Chronic instability also affects how well you can flex your ankle and push off when walking, which can change your gait and put extra stress on your knees and hips over time. This is the main reason a bad sprain deserves more than just rest and ice. Structured rehabilitation that focuses on rebuilding strength and balance around the joint significantly reduces the odds of long-term instability.

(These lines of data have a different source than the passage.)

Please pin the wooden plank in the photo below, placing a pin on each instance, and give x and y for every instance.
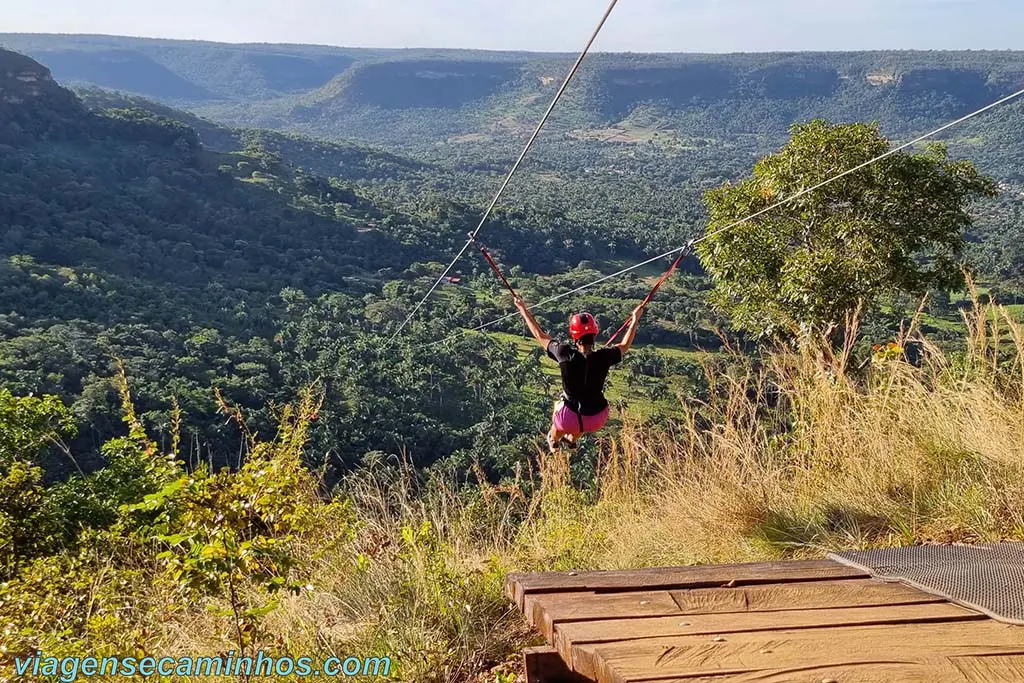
(678, 578)
(534, 605)
(571, 639)
(988, 669)
(936, 671)
(547, 609)
(741, 653)
(811, 595)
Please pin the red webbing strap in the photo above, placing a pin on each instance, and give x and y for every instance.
(653, 291)
(494, 266)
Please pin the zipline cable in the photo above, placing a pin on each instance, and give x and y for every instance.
(515, 167)
(708, 236)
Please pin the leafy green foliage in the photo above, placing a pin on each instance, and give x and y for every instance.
(896, 226)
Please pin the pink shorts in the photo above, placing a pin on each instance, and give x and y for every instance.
(567, 422)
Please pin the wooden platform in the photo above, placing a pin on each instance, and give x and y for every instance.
(805, 622)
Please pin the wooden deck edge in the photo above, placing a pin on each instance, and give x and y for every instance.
(518, 585)
(545, 665)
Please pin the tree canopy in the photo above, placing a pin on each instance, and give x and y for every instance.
(895, 226)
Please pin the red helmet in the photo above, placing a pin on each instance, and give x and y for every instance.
(582, 325)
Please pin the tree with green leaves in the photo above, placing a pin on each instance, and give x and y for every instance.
(803, 269)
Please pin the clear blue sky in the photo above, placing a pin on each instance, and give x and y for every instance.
(705, 26)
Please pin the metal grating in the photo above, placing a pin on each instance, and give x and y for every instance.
(988, 579)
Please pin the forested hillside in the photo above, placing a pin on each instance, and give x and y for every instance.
(414, 98)
(627, 156)
(236, 266)
(178, 294)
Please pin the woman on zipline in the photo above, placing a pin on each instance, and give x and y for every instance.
(583, 409)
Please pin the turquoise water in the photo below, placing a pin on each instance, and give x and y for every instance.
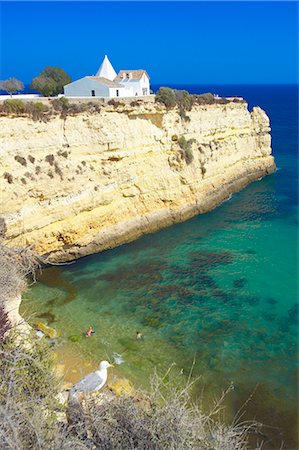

For complete tears that don’t stabilize with rehab, surgical repair of the ligament is an option, though most people recover without it.
Early Signs That Your Sprain Is Serious
If you’re staring at your ankle right now trying to figure out how bad it is, here are the features that point toward a Grade 2 or Grade 3 injury rather than a mild twist:
- Rapid swelling: significant puffiness within the first 30 minutes, especially if it obscures the shape of your ankle bone
- Bruising that spreads: any bruising that extends beyond the immediate injury site, particularly downward into the foot
- Instability: a feeling that the ankle shifts, slides, or gives out when you try to stand
- Inability to bear weight: you can’t take four steps without severe pain or your ankle buckling
- A popping sensation at the time of injury: this often accompanies a complete ligament tear
A mild sprain will typically feel noticeably better within a few days. If swelling and pain haven’t started improving after 72 hours, or if you still can’t walk comfortably after a week, the injury is likely more severe than a simple stretch and warrants professional evaluation.